Evidently it depends on which one the scout marks. Not sure what to do when they don’t choose a side (which is a distinct possibility).
That is the spot where I don’t know the official guidance. I have been told that the Scout must pick, I do not know if that is an authoritative or current answer. I don’t often think we MUST go to DE’s often, but this is “complex” enough to warrant a DE’s involvement and help.
Make sure you consult with the chartered organization. They might also have policies that need to be followed.
https://www.scouting.org/health-and-safety/got-questions/ agrees with advice to seek help from council and provides way to ask national. Please seek both national and council advice on this matter.
Your goal is to follow rules in “scouting barriers to abuse” and prevent there from being a future issue to this specific youth or the other members of that unit. They are very clear on same sex bunking together. Regardless of how individuals identify it could be an issue for other scouts as their body matures.
It appears national needs to readdress this topic now that girls have joined and to handle non-binary. 2017 appears to be the last time it’s been addressed and guide to safe scouting does not cover topic well.
For example https://www.nccs-bsa.org/pdf/letters/2017.1.30FAQ.pdf
The simple answer is yes. Your scout will feel the most comfortable with the troop that does the best job accepting them.
We recently had this question come up. In 2017 BSA national approved a transgender girl who identifies as boy can register in a boy troop by parents as a boy where states had legislation that supported transgender rights. The family choose a chartering organization whose linked boy and girl troops worked closely together and had male and female fully trained adults present at all meetings and trips. Their transgender son joined the boy troop and their daughter registered with the girl troop. It is important to note, Safe Scouting and Youth Protection guidelines still need to be adhered to regarding appropriate two deep leadership, the buddy system, tenting, showers, etc… Parents should visit a number of troops and pick one that has adequate volunteer support to meet the appropriate two deep leadership guidelines. It is my understanding that if a female who identifies as a boy registers with a boy troop a fully trained female adult and one other fully trained adult need to be present at all times. Some boy units simply do not have the female leadership to provide this type of coverage meaning that unit would not be a match. BSA recommends questions regarding transgender youth be discussed with the Council Executive who is versed in this topic.
First stop is Chartered Org. See how they feel about. They have the right to restrict membership at unit level.

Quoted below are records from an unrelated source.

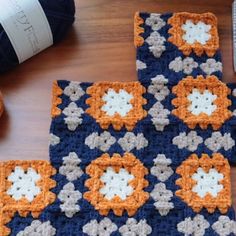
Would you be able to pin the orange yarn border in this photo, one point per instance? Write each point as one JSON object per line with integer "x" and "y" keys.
{"x": 56, "y": 100}
{"x": 98, "y": 90}
{"x": 138, "y": 30}
{"x": 214, "y": 85}
{"x": 9, "y": 206}
{"x": 178, "y": 19}
{"x": 134, "y": 166}
{"x": 186, "y": 183}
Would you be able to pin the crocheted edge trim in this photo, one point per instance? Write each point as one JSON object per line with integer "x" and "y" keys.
{"x": 56, "y": 100}
{"x": 138, "y": 30}
{"x": 176, "y": 32}
{"x": 97, "y": 91}
{"x": 9, "y": 206}
{"x": 186, "y": 183}
{"x": 134, "y": 166}
{"x": 181, "y": 102}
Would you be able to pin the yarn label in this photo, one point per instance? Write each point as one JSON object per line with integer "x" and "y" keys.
{"x": 26, "y": 26}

This is a slippery slope. there are a range of issues. My first thought would be for the kid to join a girl troop. Not knowing the actual sex of the kid, following the girl rules of at least one female leader present will protect everyone.
There is also a choice kid needs to make, Scouts, BSA is NOT Co-ED. Crew may be the better choice. However you also did not say how old the potential scout was.
Why not let the youth and the unit decide, instead of making that decision for them? Putting them in a unit that doesn’t align with their gender identity is certainly not the way to make them feel welcome in Scouting.
Correct me if I’m wrong, but is it correct that only religious-sponsored units can impose restrictions on non-binary people? If the unit is a secular they are not allow to impose restrictions. Is the Charter Org a religious sponsor or secular? If it is religious does it have policies towards non-binary individuals?
Wherever this child ends up I hope it is a happy relationship.